DefaultHandler handler = new DebugHandler();

parser.setDocumentHandler(handler);

parser.setErrorHandler(handler);

try {

parser.parse(xmlFile);

} catch (SAXException se) {

se.printStackTrace();

} catch (IOException ioe) {

ioe.printStackTrace();

}

} catch (ClassNotFoundException ex) {

ex.printStackTrace();

} catch (IllegalAccessException ex) {

ex.printStackTrace();

} catch (InstantiationException ex) {

ex.printStackTrace();

}

A simple class to execute the parser is

package com.xweave.xmldb.ui.test1;

import org.xml.sax.*;

import org.xml.sax.helpers.*;

import org.w3c.dom.Document;

import java.io.IOException;

public class Test {

public Test() {

super();

}

public static void main(java.lang.String[] args) {

String fileName = null;

if (args.length < 1) {

System.err.println("Test: requires <file> as argument");

return;

} else {

fileName = args[0];

}

(new Test()).parse(fileName);

}

public void parse(String xmlFile) {

//code given above

}

This code is available as Test.java.

A simple handler can be created as:

package com.xweave.xmldb.ui.test1;

/**

* Test Handler that prints debug statements

import org.xml.sax.*;

class DebugHandler extends org.xml.sax.helpers.DefaultHandler implements org.xml.sax.ContentHandler {

public DebugHandler() {

super();

}

public void characters(char[] chars, int start, int length) {

String string = new String(chars, start, length);

System.out.println("chars="+string+"!");

}

public void endDocument() {

System.out.println("end document");

}

public void endElement(String namespaceURI, String localName, String qName) {

System.out.println("end: "+localName);

}

public void startDocument() {

System.out.println("start document");

}

public void startElement(String namespaceURI, String localName, String qname, Attributes attrList) {

System.out.println("start: "+localName);

}

This code is available as DebugHandler.java.

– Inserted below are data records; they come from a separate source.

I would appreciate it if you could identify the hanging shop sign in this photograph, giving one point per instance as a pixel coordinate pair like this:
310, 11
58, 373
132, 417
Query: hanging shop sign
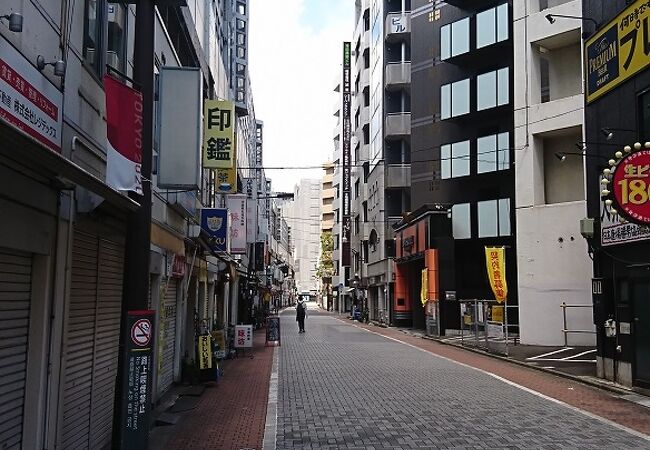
237, 208
136, 379
347, 155
218, 134
424, 289
619, 50
28, 101
205, 351
495, 259
626, 185
214, 222
219, 338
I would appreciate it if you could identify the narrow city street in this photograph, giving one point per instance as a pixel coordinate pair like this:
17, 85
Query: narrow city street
340, 386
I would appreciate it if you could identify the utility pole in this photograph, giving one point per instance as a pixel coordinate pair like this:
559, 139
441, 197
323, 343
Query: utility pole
138, 241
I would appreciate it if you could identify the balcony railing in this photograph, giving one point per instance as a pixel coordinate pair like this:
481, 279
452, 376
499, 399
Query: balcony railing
398, 125
398, 75
398, 26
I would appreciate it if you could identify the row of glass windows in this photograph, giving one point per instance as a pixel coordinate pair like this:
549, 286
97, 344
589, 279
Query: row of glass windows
493, 153
492, 90
493, 219
491, 27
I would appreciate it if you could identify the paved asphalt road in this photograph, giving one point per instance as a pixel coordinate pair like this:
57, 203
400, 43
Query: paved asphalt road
341, 387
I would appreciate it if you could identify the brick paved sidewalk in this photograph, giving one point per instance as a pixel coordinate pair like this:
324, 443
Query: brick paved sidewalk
231, 415
595, 401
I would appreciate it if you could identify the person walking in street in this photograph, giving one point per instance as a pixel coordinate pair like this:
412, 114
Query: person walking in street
301, 313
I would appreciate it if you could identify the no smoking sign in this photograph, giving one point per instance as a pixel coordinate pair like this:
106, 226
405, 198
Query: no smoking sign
141, 332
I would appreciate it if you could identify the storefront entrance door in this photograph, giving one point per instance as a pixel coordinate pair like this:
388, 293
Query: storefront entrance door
641, 293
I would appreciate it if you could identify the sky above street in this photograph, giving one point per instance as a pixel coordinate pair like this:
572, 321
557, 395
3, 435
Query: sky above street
295, 51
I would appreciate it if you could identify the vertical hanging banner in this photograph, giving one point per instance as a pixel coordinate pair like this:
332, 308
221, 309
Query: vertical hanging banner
347, 163
218, 134
124, 136
236, 205
214, 222
136, 401
226, 179
424, 289
495, 260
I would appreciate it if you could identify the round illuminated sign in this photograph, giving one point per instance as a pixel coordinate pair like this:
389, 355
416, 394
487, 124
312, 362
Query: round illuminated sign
631, 187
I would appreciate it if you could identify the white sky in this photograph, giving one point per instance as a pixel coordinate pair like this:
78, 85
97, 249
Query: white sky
295, 49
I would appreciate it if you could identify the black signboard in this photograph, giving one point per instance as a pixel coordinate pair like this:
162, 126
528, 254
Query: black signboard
273, 330
136, 379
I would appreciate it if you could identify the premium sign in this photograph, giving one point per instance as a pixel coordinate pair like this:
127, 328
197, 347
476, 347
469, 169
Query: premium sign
214, 222
28, 101
219, 134
619, 51
237, 208
124, 136
495, 259
347, 163
631, 187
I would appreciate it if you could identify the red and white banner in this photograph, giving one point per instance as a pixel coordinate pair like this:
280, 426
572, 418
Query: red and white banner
124, 149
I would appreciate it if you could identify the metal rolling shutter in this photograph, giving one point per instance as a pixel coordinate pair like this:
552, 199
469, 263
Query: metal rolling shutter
91, 342
107, 338
15, 292
168, 316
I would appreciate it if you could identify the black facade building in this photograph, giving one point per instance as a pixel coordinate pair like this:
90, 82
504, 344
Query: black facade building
619, 111
462, 139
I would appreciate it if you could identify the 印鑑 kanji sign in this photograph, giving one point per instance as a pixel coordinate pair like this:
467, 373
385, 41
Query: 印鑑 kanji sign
218, 134
495, 260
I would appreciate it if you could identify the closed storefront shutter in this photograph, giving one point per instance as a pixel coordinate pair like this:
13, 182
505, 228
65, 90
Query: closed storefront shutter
168, 322
15, 293
91, 342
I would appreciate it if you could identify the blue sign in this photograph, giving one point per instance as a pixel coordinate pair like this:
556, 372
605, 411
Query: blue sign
214, 222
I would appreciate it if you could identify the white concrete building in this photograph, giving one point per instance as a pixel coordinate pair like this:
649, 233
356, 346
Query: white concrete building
553, 264
303, 217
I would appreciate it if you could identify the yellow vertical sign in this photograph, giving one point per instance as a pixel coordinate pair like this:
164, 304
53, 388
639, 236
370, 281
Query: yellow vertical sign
205, 352
425, 286
218, 134
495, 259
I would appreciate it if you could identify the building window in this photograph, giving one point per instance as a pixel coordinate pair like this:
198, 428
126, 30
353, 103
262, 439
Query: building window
454, 99
461, 221
492, 26
494, 218
493, 152
492, 89
454, 160
454, 39
92, 45
545, 80
116, 48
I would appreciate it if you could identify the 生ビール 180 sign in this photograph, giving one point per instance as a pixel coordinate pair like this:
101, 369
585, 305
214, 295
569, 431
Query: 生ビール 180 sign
631, 187
626, 184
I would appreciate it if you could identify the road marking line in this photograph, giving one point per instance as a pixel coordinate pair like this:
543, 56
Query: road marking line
551, 353
271, 425
580, 354
523, 388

The DebugHandler class implements the DocumentHandler SAX interface and has methods for the following:

The beginning of the document—emits “start document”
The beginning of each element—emits “start: <name>”
The end of each character data region—emits the character data region (ended with a “!” to delimit white space)
The end of each element—emits “end: <name>”
The end of the document—emits “end document”

When executing the test procedure on a simple document like the following:

<?xml version="1.0"?>

<doc>

<body>Hello world!!!</body>

</doc>

The handler will create output something like this:

start document

start: doc

start: body

chars=Hello world!!!!

end: body

end: doc

end document

The phrase “something like” is somewhat misleading because the output will be this:

start document

start: doc

chars=

start: body

chars=Hello world!!!!

end: body

chars=

end: doc

end document

Actually, two extra character data regions surround the element with type name “body”. The character data consists of a carriage return. In practice, character data regions may be trimmed of white space and empty regions can be ignored. A document that would give the former output is:

<?xml version="1.0"?>

<doc><body>Hello world!!!</body></doc>

A tree-based parser, such as DOM, would filter such occurrences, but because the SAX event-based parser is at a lower level, the application that uses it must filter those occurrences.